Personal information
- Date of birth: 3 February 2005 (age 21)
- Place of birth: Cappelle sul Tavo, Italy
- Height: 1.70 m (5 ft 7 in)
- Position: Winger

Team information
- Current team: Pineto (on loan from Lecce)
- Number: 10

Youth career
- Caldora Calcio
- 2013–2021: Pescara

Senior career*
- Years: Team / Apps / (Gls)
- 2021–2022: Pescara / 6 / (0)
- 2022–2024: Sampdoria / 6 / (0)
- 2022–2023: → Pescara (loan) / 38 / (5)
- 2024: → Vicenza (loan) / 17 / (0)
- 2024–: Lecce / 0 / (0)
- 2026: → Potenza (loan) / 7 / (0)
- 2026–: → Pineto (loan) / 2 / (0)

International career^{‡}
- 2021–2022: Italy U17 / 9 / (0)
- 2022: Italy U18 / 1 / (0)
- 2023: Italy U19 / 5 / (3)

= Marco Delle Monache =

Italian footballer (born 2005)

Marco Delle Monache (born 3 February 2005) is an Italian professional footballer who plays as an attacking midfielder or left-winger for club Pineto on loan from Lecce.

== Early life ==
Growing up in Cappelle sul Tavo, in the province of Pescara, Marco Delle Monache joined the Delfino Pescara academy in 2013, from Caldora, an amateur club in the same city.

== Club career ==
Growing through the youth ranks of Pescara, Delle Monache started playing with the Primavera team in 2021–22, before making his professional debut for the club on 15 September 2021, replacing Eugenio D'Ursi during a 2–0 Coppa Serie C home win against Grosseto.

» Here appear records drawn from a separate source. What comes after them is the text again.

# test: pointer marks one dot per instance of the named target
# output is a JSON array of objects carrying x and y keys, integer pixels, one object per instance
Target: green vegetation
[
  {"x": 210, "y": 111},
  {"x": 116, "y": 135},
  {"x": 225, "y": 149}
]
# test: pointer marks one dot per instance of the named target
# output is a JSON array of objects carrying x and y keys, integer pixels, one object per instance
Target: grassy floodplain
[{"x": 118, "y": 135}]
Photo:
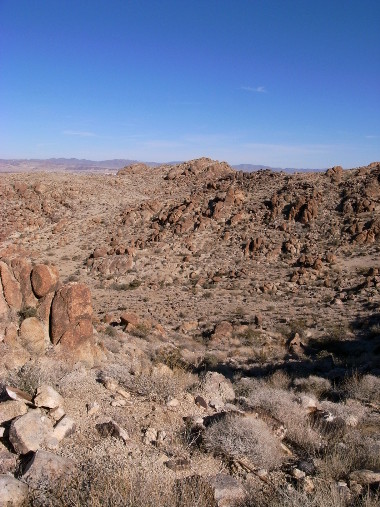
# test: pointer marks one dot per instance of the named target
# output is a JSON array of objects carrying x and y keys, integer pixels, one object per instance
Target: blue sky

Having become a regular starter with the under-19, as he displayed an important attacking contribution, delivering a brace of assists during a 3–1 victory to Napoli, he played his first Serie C game on 22 January 2022, playing the last minutes of a 4–2 home win against Montevarchi.

The young player signed his first professional contract with the biggest club of Abruzzo in February 2022, making him a player of the Delfino until June 2024.

On 5 August 2022, Delle Monache signed with Serie A club Sampdoria, but was immediately loaned back to Pescara for another season.

On 31 January 2024, he joined Serie C club Vicenza on loan until the end of the season. He helped the team reach the play-offs, where they eventually lost to Carrarese in the final.

On 18 July 2024, Delle Monache joined Serie A side Lecce on a permanent deal.

== International career ==
Delle Monache is a youth international for Italy, having been selected with the under-17 by Bernardo Corradi in October 2021, for the 2022 European Championship qualification. He made his debut with the team as a substitute during the 5–0 win against Albania on the 27 October.

== Style of play ==
Delle Monache is able to play both as a trequartista or an attacking winger (in Italian, an esterno offensivo), mainly on the left side of the attack.

A right-footed player, he distinguishes himself by dribbling the opponent and protecting the ball, while additionally having the ability to execute long passes, take free kicks and provide assists for his forwards. He was also praised for his athleticism and his tactical intelligence while pressing. Due to his attributes, he was compared to the likes of Pasquale Foggia, Fabrizio Miccoli and Lorenzo Insigne.

In September 2022, Delle Monache was included in The Guardian's list of the 60 best talents in the world to be born in 2005.